Wednesday, May 4, 2011

#181-RANDOM QUESTIONS

FOR THOSE OF YOU NOT ON BLOGSPOT THERE IS A WEIRD RANDOM QUESTION SECTION THAT DOES JUST THAT, GENERATES RANDOM QUESTIONS THAT ARE WEIRD.  IT IS THE QUESTIONS THAT MAKE ME WONDER ABOUT THE PERSON OR PERSONS COMING UP WITH THEM.  WHAT ON EARTH IS THE PURPOSE OF THESE QUESTIONS?  ARE THERE PEOPLE OUT THERE CHAMPING AT THE BIT TO RISE TO THE BATE? (Is that a mixed metaphor?)  I WOULD LOVE TO SEE HOW THESE QUESTIONS ARE ANSWERED.  SO, I GUESS THAT MEANS THAT I ACTUALLY HAVE TO READ ALL THE PROFILES OF THE BLOGGERS I FOLLOW.  OK... ... ...BE RIGHT BACK!

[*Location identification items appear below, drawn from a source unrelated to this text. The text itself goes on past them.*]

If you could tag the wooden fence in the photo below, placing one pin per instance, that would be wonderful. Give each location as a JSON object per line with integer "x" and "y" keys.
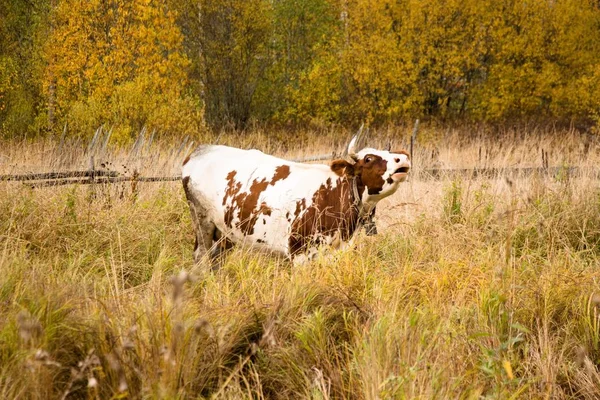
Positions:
{"x": 40, "y": 180}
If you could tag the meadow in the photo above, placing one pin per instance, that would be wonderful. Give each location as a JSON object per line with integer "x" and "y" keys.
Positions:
{"x": 475, "y": 288}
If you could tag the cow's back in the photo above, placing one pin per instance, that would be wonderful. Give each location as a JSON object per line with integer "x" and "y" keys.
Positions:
{"x": 250, "y": 196}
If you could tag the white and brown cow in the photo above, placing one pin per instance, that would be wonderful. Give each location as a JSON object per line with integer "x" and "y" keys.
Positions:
{"x": 246, "y": 196}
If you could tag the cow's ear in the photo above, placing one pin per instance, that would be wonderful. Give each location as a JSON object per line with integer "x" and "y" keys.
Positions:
{"x": 342, "y": 167}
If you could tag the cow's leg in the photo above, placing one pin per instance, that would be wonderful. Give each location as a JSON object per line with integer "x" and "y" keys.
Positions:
{"x": 219, "y": 249}
{"x": 204, "y": 229}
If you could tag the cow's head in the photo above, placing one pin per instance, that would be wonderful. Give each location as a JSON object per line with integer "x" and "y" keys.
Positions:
{"x": 380, "y": 171}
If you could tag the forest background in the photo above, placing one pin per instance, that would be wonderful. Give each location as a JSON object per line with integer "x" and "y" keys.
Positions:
{"x": 182, "y": 67}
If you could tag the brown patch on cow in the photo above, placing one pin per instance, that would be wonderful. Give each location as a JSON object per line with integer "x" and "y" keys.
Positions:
{"x": 245, "y": 203}
{"x": 332, "y": 210}
{"x": 281, "y": 172}
{"x": 342, "y": 167}
{"x": 300, "y": 206}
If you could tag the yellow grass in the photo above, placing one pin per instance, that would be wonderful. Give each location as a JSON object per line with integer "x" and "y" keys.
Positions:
{"x": 474, "y": 288}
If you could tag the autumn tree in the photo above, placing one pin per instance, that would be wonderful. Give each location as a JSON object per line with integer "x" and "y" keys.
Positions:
{"x": 120, "y": 63}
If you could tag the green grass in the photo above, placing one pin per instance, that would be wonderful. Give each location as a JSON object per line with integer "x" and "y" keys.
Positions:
{"x": 486, "y": 289}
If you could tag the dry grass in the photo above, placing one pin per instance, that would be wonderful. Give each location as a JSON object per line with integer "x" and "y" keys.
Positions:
{"x": 473, "y": 289}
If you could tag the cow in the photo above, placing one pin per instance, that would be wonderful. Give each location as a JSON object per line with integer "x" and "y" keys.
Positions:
{"x": 289, "y": 208}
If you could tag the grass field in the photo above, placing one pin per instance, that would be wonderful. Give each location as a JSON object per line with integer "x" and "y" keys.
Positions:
{"x": 475, "y": 288}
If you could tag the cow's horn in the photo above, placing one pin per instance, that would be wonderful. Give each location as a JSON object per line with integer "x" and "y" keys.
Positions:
{"x": 351, "y": 150}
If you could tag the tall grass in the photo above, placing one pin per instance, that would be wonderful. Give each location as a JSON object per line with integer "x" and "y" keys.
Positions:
{"x": 474, "y": 289}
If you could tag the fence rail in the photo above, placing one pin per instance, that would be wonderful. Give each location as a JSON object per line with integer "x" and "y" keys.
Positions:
{"x": 49, "y": 179}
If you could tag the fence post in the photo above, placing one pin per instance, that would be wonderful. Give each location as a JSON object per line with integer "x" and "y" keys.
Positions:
{"x": 413, "y": 139}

60 minutes later... ... NOPE!  Nobody answered any random questions.  No surprise there! I mean, take a look at them. Can you come up with any answers to these dumb questions?  For that matter can you come up with any reasons for having these questions on a profile in the first place?  Here is a sampling of some of the questions and my feeble attempt to answer them  (FYI: since I wrote this I did find 1 person who answered one of the questions):


1.  You can punch a hole in an apple using a straw. How do you think that makes your milkshake feel?
 I would be more concerned about how my apple felt having a foreign object jabbed into its side.  The more serious question is what if I sucked on the straw and inhaled the little core!  Would the straw be sorry?          
2.  Try writing your name with your other hand. Where was that person raised?
That's obvious.  I was "left" out in the cold and raised by squirrels (I have been called squirrelly often).

3.   Which is easier to make a model airplane out of and why: a banana peel or a wet sock?
Both!  Each of them can fly a long distance when thrown.  And they both would make terrific "splat" as they impacted the head of who (or is it whom) ever they struck.
4.  If your whole body was a hot air balloon would you stop eating spicy food?
Depends if I want to go up higher or gradually float back to earth.  With my gastric problems this is something I would have to consider carefully (or I could be on my way to the moon).
5.  Which is more important to you and why: flexibility or expandability?
BOTH are equally important particularly if we are talking about my jeans.
6.  The first time you had your shoes taken off - how surprised were you to see that you still had toes?
The first time I had my shoes taken off I was probably too young to know.  After all, I used them for sucking on and probably thought they were, ahhh, something else.
7.  If you could peer far enough into the night sky, you'd see a star in any direction you looked. When would you sleep?
So!  Who cares?  Been there done that. And,  since it would have to be night time to see the stars I assume I go to sleep after I got through boring myself to death by looking at the stars ALONE.
  
8.  The squish of mud between your toes; how would you live your life as a frog?
 I love the squish of mud between my toes.  I would spend my time on a lilly pad trying to catch lightening bugs (to see them light up my belly to make me laugh).
9.  You forgot your mom's birthday! What can you make out of super glue and olive pits?
Mom's are easy.  My mother LOVED what ever I made her.  My suggestion would be to glue the pits onto her FAVORITE pillow sham in the shape of a heart.  And I wouldn't forget to sign it, "I LOVE YOU," with a sharpie.  (No, I swear, I never did that... ... ... exactly).
10. How is an ankle unlike a consequence? 
I saved this for last because it is the hardest.  An ankle is not a consequence because it is a sequence.  A sequence of bones... ... ...and the foot bone connected to the ankle bone, and the ankle bone connected to the leg bone... ...Dem bones, dem bones, dem dry bones... ... ...


DON'T ROLL YOUR EYES AT ME!  THINK YOU CAN DO BETTER?  HAVE AT IT!